Thanks so much for watching the talk! There were a ton of questions and I worked with our CTO Jan to answer them:
What is the difference when changing the frequency? Does all devices support the same frequency’s or is it different between devices?
For fully supported devices we try to keep frequencies the same so we can mix and match datasets easily, but you’re free in the frequencies that you use. Higher frequency models typically give you more accuracy but are more computationally expensive.
What tools do you have to get the models running on unsupported MCUs like STM32s (Bluepill/BlackPill)
The C++ Library export gives you a library with zero external dependencies and can be compiled on anything with a C++ compiler. See for a wide variety of example build scripts “Deploying your impulse locally” on docs.edgeimpulse.com
If the feature explorer shows data points is within the same area, would that be a indication that a deeplearning model is not the best to use?
If the data already separates very well after signal processing it could be a good indication that deep learning wouldn’t be 100% necessary. Which is a good thing! If you can avoid deep learning you’ll have a really understandable system rather than partly a black box in your system. If that’s the outcome of your exploration with Edge Impulse we’d be very happy and you can use our DSP libraries to get to the same features on device.
Was all of the demo developed with the free layer of Edge Impulse?
Does it mean that tinyML/Edge Impulse trained model is hardware dependent?
Sort of. The model runs on anything with a C++ compiler, but we use hardware acceleration on a variety of targets (like Arm MCUs and Synopsys DSPs) which drastically decrease inferencing time. Could be that the model is only feasible with those acceleration enabled.
Is it possible to export to ONNX?
You can export the TensorFlow SavedModel from the Dashboard page in the Studio, and convert that to ONNX.
Can the model be deployed to a Jetson device?
Yes, but only for the neural networks. You can download the full TensorFlow SavedModel or TFLite files from the project dashboard and run these on the Jetson.
Can Edge Impulse target other languages e.g Python, Ada, Rust, etc…?
Sort of. You can export to WebAssembly and then run it in anything with WebAssembly bindings, or export as C++ Library and then use C++ bindings from your favourite language. Or just build the model into a standalone executable (see “Running your impulse locally” in the docs) and invoke that.
Models deployed through arduino lib, does the arduino need to have ai/ml offloading chip or would it be possible to run it on all arduino devices?
No, runs on general purpose MCUs.
Looks like your services are free. THANK YOU! What is your business model?
Thanks! We have two revenue streams: silicon vendors pay some money to offset the cost of free developers, and we have an enterprise version for larger customers which offers collaboration on projects, more compute and tools to build large datasets.
Very nice talk! how do we collect data, train models and deploy the network for unsupported devices? what is the process?
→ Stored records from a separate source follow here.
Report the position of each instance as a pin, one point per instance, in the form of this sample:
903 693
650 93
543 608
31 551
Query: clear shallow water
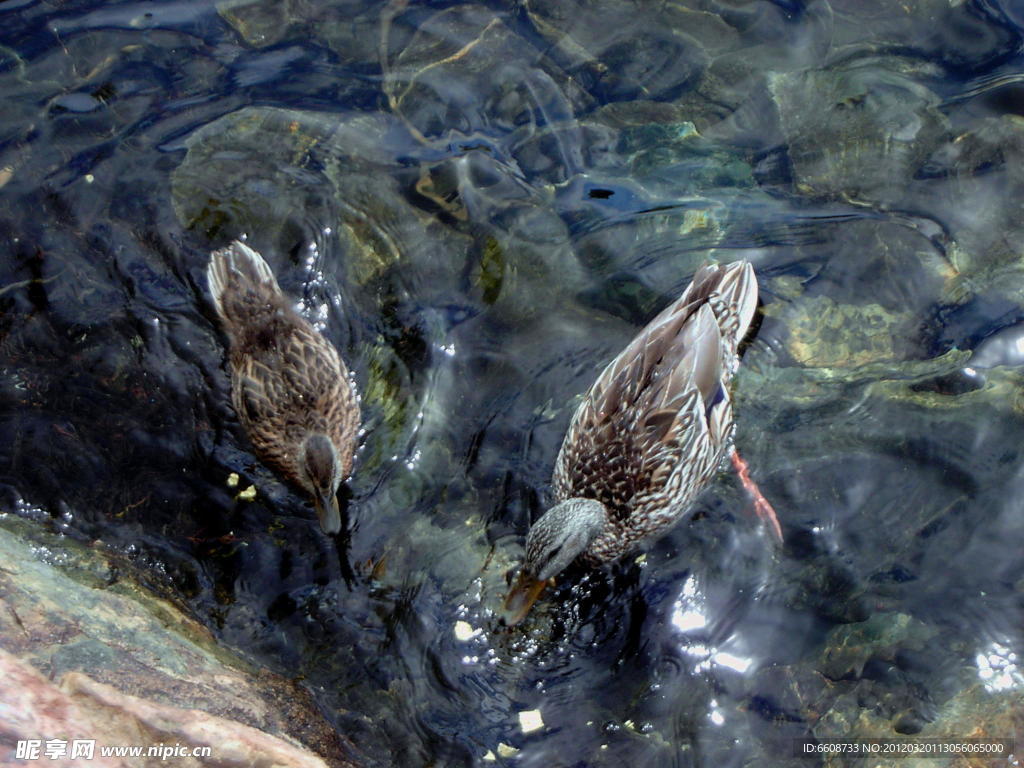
480 205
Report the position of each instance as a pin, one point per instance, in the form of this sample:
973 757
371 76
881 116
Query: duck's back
287 380
654 426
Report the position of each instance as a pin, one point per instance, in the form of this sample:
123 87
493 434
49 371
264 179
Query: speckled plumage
655 425
288 382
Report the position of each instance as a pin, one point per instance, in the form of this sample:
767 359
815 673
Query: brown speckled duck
648 436
289 386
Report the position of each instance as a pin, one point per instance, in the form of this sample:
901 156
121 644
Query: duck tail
731 292
240 281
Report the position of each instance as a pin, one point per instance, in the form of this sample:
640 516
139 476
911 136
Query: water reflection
481 205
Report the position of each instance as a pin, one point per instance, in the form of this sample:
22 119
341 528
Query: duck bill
328 512
521 597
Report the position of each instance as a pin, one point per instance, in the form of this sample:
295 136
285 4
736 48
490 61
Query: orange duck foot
762 508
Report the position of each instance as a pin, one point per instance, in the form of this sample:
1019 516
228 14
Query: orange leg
763 509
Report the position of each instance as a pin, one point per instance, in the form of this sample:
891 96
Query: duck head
561 535
321 468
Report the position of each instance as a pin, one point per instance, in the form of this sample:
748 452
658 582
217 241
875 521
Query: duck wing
654 425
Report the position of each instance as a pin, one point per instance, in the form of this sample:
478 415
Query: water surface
480 205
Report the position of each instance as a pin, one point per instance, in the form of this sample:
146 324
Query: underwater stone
859 131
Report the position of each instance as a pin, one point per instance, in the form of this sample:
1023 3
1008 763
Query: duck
290 388
648 435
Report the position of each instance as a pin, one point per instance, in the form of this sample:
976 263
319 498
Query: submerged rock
132 669
860 130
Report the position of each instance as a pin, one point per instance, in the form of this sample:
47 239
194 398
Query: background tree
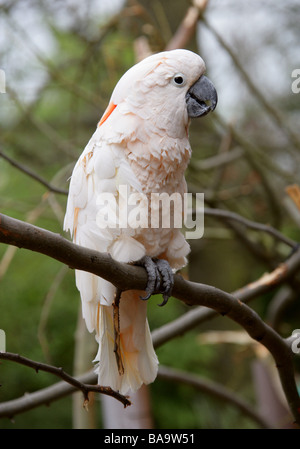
62 60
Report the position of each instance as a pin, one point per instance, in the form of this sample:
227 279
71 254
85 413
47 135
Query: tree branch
77 384
127 277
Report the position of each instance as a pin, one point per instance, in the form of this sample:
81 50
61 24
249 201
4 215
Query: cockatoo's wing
92 217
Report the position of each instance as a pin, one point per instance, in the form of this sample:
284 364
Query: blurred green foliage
81 75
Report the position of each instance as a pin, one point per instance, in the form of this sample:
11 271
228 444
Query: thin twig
117 346
32 174
59 372
232 216
127 277
213 389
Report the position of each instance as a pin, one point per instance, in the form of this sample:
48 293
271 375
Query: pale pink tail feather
138 356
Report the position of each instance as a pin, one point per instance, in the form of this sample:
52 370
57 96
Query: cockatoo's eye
179 80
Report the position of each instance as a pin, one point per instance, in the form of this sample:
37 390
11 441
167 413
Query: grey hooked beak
201 98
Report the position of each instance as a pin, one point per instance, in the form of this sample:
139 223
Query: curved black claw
160 278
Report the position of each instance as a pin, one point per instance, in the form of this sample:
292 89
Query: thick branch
126 277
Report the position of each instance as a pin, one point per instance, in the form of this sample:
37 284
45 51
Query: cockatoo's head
165 89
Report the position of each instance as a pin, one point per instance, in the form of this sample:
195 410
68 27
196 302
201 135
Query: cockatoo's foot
160 278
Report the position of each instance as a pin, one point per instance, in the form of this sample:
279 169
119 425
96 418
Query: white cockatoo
140 147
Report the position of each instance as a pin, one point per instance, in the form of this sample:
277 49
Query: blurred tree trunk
137 416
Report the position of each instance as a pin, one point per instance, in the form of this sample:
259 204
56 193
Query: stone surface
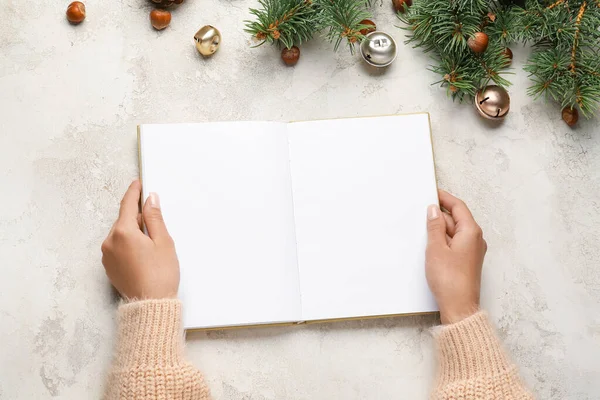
70 100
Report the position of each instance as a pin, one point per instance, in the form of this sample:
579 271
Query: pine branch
289 22
576 40
443 27
342 20
565 63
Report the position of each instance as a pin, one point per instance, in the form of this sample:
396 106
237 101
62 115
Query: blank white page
226 198
361 188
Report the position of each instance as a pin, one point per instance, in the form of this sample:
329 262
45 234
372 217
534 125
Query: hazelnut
160 19
478 42
76 12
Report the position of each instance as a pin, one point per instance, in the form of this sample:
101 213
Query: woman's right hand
141 267
454 258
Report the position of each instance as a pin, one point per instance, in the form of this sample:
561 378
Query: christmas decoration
401 5
290 56
564 64
508 56
372 27
208 39
76 12
166 3
378 49
290 23
570 116
160 19
492 102
478 42
466 39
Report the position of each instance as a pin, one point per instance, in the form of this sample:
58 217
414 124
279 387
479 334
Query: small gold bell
492 102
208 39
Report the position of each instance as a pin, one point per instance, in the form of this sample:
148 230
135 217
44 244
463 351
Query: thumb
153 219
436 227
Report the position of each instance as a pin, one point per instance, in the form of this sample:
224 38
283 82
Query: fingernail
433 212
154 200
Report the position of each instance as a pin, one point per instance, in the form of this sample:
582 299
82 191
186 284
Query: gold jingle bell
208 39
492 102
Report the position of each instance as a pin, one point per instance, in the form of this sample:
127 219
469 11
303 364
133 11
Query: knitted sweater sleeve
472 364
149 361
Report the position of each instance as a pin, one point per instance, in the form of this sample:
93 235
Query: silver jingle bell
378 49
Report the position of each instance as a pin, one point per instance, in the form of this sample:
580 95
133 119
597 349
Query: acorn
76 12
290 56
367 30
570 115
478 42
160 19
507 53
401 5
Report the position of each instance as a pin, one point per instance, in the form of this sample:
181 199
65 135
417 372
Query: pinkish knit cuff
150 333
469 349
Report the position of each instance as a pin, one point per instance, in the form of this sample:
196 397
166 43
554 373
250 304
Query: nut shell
160 19
76 12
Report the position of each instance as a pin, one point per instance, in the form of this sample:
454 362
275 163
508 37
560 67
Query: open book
293 222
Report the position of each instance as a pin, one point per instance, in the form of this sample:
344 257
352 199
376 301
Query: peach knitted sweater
149 363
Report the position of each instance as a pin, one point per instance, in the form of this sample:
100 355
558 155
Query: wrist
453 315
150 332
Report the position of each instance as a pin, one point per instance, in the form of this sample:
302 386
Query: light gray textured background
70 100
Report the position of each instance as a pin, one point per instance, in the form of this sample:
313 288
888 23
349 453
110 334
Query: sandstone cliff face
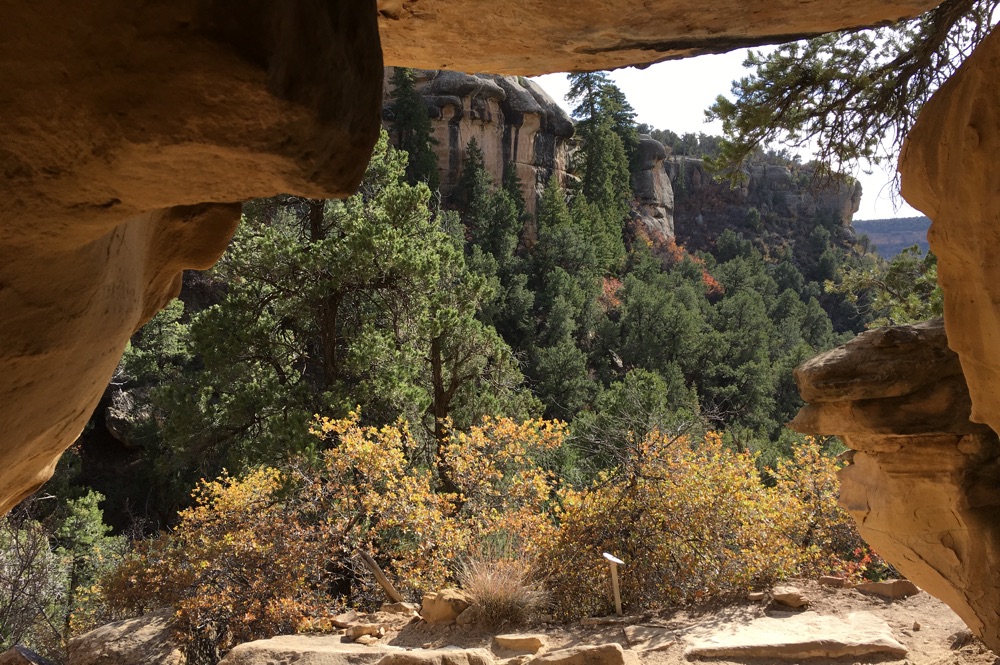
654 204
923 484
786 192
538 37
511 118
949 172
131 134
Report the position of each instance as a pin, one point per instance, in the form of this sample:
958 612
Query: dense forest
434 319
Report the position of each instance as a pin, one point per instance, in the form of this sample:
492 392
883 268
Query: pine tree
411 127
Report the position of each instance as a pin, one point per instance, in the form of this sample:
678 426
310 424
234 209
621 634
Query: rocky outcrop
780 194
511 119
948 170
538 38
147 640
922 484
131 135
800 636
654 204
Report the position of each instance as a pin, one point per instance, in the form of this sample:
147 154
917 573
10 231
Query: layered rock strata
511 119
924 481
654 205
949 172
131 133
538 37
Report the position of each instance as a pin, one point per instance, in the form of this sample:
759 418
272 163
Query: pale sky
674 95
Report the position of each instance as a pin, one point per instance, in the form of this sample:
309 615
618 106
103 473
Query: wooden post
383 581
613 562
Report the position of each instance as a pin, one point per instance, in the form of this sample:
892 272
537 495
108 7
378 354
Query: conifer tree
411 127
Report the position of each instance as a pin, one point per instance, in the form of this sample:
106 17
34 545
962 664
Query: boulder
588 654
345 619
893 589
444 606
789 596
468 617
654 204
833 581
798 636
147 640
18 655
130 138
527 642
513 121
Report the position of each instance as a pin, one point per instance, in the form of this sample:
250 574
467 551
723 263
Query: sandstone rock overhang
531 37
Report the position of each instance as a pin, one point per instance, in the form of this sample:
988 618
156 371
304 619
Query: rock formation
654 205
922 484
511 118
948 172
705 207
131 135
133 130
538 38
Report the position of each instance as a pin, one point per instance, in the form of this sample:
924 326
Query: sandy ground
941 638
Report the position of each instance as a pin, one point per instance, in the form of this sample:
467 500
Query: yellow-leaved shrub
278 551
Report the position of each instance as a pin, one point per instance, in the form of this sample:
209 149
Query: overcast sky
674 95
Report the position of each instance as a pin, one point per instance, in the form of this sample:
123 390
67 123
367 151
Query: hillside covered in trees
523 353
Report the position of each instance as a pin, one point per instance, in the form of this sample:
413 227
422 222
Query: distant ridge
891 236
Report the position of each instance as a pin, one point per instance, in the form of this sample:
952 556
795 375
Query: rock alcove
133 131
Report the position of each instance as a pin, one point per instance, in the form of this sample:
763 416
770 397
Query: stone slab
805 635
649 638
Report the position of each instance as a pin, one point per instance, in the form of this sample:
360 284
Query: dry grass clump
502 591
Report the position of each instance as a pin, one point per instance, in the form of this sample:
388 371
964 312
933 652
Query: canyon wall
511 118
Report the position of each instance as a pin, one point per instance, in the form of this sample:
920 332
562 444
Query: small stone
800 636
608 621
345 619
444 606
893 589
468 617
835 582
528 642
407 609
354 631
790 596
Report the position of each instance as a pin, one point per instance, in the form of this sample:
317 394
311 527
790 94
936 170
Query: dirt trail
941 639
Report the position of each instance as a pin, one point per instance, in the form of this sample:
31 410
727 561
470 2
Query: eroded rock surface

Thanks! You can capture data from any device using the “Data forwarder” (see the docs), then deploy to any device via C++ Library export - that gives you a library which has no external dependencies and runs on anything with a modern compiler. Lots of examples of this in the docs too!
is it possible to use an Arduino ONE to collect sensor data and another boards for ML processing?
You mean Arduino UNO? Probably not, 8-bit MCUs are out of our realm. There’s plenty of 32-bit Arduinos that work very well though.
hi. Can i do un-supervised machine learning using edge impluse? If so, can you share more details on that.
A bit with anomaly detection, which is more or less unsupervised; but Edge Impulse is mainly used for supervised learning.
This is great! Is there a plan to use edge Impulse in schools/University?
Yeah, we already have a number of universities using Edge Impulse and welcome any usage in education at no cost.